The generations have become wise by the power of him who has propped apart the two world-halves even though they are so vast. He has pushed away the dome of the sky to make it high and wide; he has set the sun on its double journey and spread out the earth (7.86.1)

=== New World ===
The separation myth occurs among the natives of both the North and South Americas.

=== Oceania and Indonesia ===

In Oceania (especially Polynesia), as well as in Indonesia, a myth appears that begins with a primordial sexual union between Heaven (Rangi) and Earth (Papa), and then describes their separation.

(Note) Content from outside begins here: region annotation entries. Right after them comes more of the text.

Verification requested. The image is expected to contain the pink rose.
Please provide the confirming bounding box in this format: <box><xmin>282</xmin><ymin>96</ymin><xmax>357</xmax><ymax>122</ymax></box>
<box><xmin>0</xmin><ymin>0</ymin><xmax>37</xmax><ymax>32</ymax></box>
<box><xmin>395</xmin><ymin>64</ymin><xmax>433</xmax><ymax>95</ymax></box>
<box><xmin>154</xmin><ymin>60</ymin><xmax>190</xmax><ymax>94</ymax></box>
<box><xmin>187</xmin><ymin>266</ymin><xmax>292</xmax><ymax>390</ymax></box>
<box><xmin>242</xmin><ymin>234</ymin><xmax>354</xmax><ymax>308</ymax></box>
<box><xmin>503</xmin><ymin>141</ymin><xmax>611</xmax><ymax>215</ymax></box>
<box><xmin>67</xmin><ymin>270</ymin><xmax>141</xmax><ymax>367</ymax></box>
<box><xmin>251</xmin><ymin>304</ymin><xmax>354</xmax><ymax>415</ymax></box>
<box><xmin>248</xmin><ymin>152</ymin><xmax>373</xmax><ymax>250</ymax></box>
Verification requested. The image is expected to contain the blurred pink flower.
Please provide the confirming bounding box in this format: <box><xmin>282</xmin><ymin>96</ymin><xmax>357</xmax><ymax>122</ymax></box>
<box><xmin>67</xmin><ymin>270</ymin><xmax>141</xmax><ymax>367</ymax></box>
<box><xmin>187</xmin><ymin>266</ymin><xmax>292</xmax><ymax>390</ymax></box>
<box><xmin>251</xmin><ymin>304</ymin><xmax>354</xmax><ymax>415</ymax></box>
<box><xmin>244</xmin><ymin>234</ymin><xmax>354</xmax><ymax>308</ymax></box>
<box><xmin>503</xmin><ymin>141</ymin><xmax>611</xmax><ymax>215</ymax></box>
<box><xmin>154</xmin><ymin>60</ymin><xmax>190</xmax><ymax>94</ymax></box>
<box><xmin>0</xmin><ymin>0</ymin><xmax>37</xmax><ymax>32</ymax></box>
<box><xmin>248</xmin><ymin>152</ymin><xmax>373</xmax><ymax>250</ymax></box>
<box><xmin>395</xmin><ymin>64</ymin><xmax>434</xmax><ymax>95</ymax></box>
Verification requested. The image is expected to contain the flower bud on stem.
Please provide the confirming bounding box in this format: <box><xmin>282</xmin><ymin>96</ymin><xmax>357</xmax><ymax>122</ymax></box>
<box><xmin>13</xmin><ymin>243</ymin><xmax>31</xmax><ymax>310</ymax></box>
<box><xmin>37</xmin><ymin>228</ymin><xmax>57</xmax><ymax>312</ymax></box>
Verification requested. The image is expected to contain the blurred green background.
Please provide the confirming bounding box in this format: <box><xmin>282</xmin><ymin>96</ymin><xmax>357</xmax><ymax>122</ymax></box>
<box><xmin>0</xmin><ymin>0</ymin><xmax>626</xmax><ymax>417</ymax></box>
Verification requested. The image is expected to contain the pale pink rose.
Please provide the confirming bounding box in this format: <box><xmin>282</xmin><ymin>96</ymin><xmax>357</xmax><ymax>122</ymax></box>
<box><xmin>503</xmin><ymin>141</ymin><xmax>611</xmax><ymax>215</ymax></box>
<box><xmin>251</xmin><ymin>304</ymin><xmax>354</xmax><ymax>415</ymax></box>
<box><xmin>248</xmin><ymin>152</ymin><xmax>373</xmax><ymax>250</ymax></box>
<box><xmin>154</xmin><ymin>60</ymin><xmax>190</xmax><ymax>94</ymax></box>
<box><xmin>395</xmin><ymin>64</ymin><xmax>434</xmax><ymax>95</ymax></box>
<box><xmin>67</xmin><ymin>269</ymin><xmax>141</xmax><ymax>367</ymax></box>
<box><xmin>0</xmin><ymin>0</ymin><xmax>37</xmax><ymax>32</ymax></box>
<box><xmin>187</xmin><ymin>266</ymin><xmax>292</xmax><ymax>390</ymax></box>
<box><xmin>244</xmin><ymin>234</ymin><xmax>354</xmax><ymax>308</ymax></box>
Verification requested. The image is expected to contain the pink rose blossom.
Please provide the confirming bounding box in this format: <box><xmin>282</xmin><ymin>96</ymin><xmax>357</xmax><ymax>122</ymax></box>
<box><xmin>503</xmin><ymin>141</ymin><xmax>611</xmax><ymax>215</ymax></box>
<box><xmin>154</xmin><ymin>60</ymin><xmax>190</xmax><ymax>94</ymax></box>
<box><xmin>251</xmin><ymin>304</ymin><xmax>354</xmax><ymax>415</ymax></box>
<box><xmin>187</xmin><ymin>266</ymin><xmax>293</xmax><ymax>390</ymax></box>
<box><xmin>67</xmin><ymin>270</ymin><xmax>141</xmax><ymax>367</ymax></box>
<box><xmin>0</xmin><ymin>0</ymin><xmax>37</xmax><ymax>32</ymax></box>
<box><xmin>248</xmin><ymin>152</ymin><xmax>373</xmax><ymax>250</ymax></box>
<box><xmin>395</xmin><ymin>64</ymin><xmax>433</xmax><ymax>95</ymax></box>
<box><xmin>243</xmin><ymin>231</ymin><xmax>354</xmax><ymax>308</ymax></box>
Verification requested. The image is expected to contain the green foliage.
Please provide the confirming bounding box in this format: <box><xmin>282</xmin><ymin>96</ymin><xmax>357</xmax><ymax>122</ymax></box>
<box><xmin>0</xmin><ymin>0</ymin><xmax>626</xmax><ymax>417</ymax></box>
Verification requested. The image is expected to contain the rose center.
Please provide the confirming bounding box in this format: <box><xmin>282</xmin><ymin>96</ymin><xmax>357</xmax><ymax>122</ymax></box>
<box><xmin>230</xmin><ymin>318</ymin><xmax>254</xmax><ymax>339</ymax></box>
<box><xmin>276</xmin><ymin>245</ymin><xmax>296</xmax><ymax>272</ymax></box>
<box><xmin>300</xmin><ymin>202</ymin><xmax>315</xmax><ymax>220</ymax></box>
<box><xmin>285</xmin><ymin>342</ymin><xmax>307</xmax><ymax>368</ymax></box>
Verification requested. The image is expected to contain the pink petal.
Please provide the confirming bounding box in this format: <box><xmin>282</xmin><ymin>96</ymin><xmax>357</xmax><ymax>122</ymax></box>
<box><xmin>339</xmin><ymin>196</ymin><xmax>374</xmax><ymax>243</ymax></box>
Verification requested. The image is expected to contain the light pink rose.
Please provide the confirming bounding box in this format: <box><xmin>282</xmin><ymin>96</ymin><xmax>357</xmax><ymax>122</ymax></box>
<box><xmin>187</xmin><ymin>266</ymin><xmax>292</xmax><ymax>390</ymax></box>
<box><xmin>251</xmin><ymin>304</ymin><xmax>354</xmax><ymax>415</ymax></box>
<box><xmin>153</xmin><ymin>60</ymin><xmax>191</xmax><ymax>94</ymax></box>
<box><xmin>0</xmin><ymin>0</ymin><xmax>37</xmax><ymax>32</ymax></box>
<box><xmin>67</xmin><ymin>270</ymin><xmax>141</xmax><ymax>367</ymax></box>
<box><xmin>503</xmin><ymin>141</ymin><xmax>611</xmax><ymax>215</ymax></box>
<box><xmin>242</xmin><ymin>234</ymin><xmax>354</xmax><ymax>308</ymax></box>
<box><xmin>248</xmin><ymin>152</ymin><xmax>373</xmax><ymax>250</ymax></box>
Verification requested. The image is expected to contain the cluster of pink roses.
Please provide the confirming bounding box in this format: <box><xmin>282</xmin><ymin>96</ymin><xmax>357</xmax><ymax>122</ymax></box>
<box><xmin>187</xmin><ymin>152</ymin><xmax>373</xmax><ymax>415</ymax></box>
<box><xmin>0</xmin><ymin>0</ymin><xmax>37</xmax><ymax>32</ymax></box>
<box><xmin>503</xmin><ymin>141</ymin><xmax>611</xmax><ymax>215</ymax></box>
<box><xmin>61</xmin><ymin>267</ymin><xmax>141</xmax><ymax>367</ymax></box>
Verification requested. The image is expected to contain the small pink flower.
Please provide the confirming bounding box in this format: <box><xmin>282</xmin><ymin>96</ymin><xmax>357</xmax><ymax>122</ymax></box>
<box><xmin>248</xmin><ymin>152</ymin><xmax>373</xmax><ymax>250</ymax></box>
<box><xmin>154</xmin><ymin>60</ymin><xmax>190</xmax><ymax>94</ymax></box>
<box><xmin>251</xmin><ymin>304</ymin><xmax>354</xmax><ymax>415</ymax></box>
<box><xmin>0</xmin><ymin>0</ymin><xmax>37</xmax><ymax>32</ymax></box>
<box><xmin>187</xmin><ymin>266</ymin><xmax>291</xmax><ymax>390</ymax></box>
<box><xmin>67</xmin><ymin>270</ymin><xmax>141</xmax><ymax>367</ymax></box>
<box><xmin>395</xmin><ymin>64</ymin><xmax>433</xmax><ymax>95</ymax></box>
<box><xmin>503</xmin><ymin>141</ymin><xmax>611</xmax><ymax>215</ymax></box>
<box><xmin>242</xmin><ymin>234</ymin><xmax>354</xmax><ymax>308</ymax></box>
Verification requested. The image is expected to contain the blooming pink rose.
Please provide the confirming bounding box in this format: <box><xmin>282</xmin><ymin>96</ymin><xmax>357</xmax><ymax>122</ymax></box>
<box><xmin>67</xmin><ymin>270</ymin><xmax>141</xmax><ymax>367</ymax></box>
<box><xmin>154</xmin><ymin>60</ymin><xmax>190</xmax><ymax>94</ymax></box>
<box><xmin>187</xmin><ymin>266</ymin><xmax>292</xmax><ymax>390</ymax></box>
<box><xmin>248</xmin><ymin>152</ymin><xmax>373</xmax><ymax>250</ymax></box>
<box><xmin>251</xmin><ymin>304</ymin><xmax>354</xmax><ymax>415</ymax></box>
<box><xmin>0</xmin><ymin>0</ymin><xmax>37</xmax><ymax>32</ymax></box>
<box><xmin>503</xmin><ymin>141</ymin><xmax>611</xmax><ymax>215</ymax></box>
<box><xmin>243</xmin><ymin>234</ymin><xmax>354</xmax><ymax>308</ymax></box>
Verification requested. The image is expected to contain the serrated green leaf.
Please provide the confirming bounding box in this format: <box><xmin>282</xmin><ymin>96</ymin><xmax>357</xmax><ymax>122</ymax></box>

In the creation according to the Māori:Rangi and Papa, or Heaven and Earth, were the source from which in the beginning all things originated. Darkness then rested upon the heaven and upon the earth, and they still both clave together, for they had not yet been rent apart.. . . Now are rent apart Rangi and Papa, and with cries and groans of woe they shriek aloud: 'Wherefore slay you thus your parents ? Why commit you so dreadful a crime as to slay us, as to rend your parents apart?And in the creation story from the Gilbert Islands:in the beginning there was nothing in the Darkness and the Cleaving-together save one person. . . . Heaven was like hard rock that stuck to the earth. And heaven and earth were called the Darkness and Cleaving together Then Na Arean called to him Riiki that great Eel and said, "Sir, thou art long and taut: thou shalt lift the heavens on thy snout." .. . Na Arean called aloud, saying, "Lift, lift." But Riiki answered, " I can no more, for heaven clings to the underworld." . . . He said again, "Slide sideways and cut. Heaven clings to the underworld." They answered, "We cut, we cut." .. . So Riiki the Eel raised the heavens aloft, and the earth sank under the sea.